Cultura e società

Attacco alla cucina italiana

Il "Financial Times" rilancia le tesi di un prof mantovano: "Tradizioni inventate. Panettone industriale, pizza e carbonara sono made in Usa"

Attacco alla cucina italiana

Tradizioni inventate, piatti di importazione, storytelling un po' di comodo. Tutto quello che non avreste mai voluto sentire sulla cucina italiana lo ha scritto giorni il Financial Times. Voi penserete: so' americani, sono convinti che sulla pizza ci stia bene l'ananas e adorano le fettuccine Alfredo. E invece no. A spifferare certe controverse teorie sulla cucina che proprio qualche giorno fa è stata candidata a patrimonio immateriale dell'umanità è un italiano che vive in Italia, lavora in Italia e mangia in Italia: Alberto Grandi, mantovano come i tortelli di zucca e la sbrisolona. Grandi, che è insegna Storia delle Imprese all'Università di Parma, si è attirato più contumelie di Jorginho quando sbagliò i due rigori che lasciarono gli azzurri fuori dal mondiale del Qatar, ma almeno quello è mezzo brasiliano. «Stanno creando un clima infamante contro i prodotti italiani», scrive l'ex ministro dell'Agricoltura, il leghista Gian Marco Centinaio. «Chi ci accusa di gastronazionalismo forse è soltanto invidioso dei nostri successi», contrattacca il sottosegretario al ministero dell'Agricoltura Luigi D'Eramo. «Un attacco ingiustificato e inaccettabile, ma è soprattutto privo di qualsiasi fondamento», nota la presidentessa di Unimpresa Giovanna Ferrara. Di articolo «surreale», ispirato «da una vecchia pubblicazione di un autore italiano che potrebbe far sorridere, se non nascondesse preoccupanti risvolti di carattere economico e occupazionale», parla invece Coldiretti.

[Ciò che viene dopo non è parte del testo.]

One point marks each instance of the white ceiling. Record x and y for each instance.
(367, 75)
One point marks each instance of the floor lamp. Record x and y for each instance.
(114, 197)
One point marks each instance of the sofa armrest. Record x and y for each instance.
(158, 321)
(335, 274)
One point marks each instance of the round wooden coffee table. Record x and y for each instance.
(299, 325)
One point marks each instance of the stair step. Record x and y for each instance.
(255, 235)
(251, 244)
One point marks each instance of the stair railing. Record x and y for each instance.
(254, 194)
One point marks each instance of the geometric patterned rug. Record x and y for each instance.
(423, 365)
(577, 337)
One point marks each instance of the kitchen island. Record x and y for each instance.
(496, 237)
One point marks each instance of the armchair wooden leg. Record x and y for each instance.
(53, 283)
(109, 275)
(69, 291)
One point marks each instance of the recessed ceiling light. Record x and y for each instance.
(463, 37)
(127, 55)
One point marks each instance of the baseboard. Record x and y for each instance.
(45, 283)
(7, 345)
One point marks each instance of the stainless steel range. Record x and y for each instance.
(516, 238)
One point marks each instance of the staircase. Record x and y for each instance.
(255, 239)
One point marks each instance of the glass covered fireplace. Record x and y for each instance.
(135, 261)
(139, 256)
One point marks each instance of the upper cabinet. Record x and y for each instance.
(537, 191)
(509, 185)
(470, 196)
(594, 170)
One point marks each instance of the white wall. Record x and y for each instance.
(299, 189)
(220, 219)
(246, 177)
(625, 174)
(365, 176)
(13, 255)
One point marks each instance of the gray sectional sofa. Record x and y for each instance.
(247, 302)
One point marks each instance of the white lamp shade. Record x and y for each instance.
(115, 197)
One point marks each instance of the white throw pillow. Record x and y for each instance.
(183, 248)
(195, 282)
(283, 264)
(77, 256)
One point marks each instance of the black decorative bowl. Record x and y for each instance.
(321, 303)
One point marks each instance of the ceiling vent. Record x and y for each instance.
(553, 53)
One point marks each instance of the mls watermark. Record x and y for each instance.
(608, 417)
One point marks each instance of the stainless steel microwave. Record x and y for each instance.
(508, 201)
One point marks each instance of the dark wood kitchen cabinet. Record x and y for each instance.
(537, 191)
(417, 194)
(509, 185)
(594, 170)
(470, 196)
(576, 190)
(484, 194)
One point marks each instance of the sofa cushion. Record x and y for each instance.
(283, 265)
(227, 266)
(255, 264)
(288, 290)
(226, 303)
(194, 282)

Ma che cosa ha detto il signor Grandi, ohibò? Va detto che già il titolo dell'articolo, che è una lunga intervista firmata Marianna Giusti, è già un «acchiappaclick»: «Tutto quello che io, un italiano, sapevo sul cibo italiano è sbagliato». Va detto che Grandi è noto per un libro (poi diventato podcast), DOI - Denominazione d'Origine Inventata, in cui si diverte a smontare falsi miri sulla cucina italiana, con stile ironico e brillante. Divertente ma innocuo. Ma non appena Grandi ha varcato il confine, apriti cielo.

Grandi è un marxiano (e anche un po' un marziano). Segue le teorie dello storico Eric Hobsbawm, secondo cui «quando una comunità si trova priva di un proprio senso di identità a causa di un qualche shock o frattura con il suo passato, inventa tradizioni come atto fondativo di un mito». E questo avrebbe fatto l'Italia nel secondo dopoguerra, negli anni in cui la miseria lasciò il posto a un travolgente benessere. Partiamo dal panettone: è un'invenzione industriale di Angelo Motta, che un secolo fa nobilitò un dolce fino ad allora più triste e misero, mangiato dai poveri e senza nessun legame con il Natale. E oggi pasticcieri e chef si sfidano a colpi di panettoni artigianali venduti a 45 euro al chilo. Il Tiramisu? È creazione recente, «il mascarpone si trovava con difficoltà fuori da Milano prima degli anni Sessanta». Il Parmigiano? «È antico, ma fino agli anni Sessanta le forme pesavano appena 10 kg e la pasta era più grassa e morbida di adesso», più simile (orrore!) al Parmesan prodotto in Wisconsin. E ce n'è anche per la pizza, che sarebbe un'invenzione americana. Il primo ristorante che serviva solo pizza fu aperto a New York nel 1911, in Italia nel dopoguerra non c'erano pizzerie a parte Napoli. In fondo un po' la stessa storia della Carbonara, nata unendo gli ingredienti a disposizione delle truppe americane giunte in Italia: uova, bacon, formaggio e panna. Poi diventati guanciale, pecorino romano, pepe e ancora uiva. Ma fino agli anni Cinquanta i ricettari italiani recavano un'incredibile varietà di ricette per il piatto che più stimola il dogmatismo culinario nazionale.

Comunque: se la cucina italiana è una tradizione inventata, è la più bella invenzione che c'è.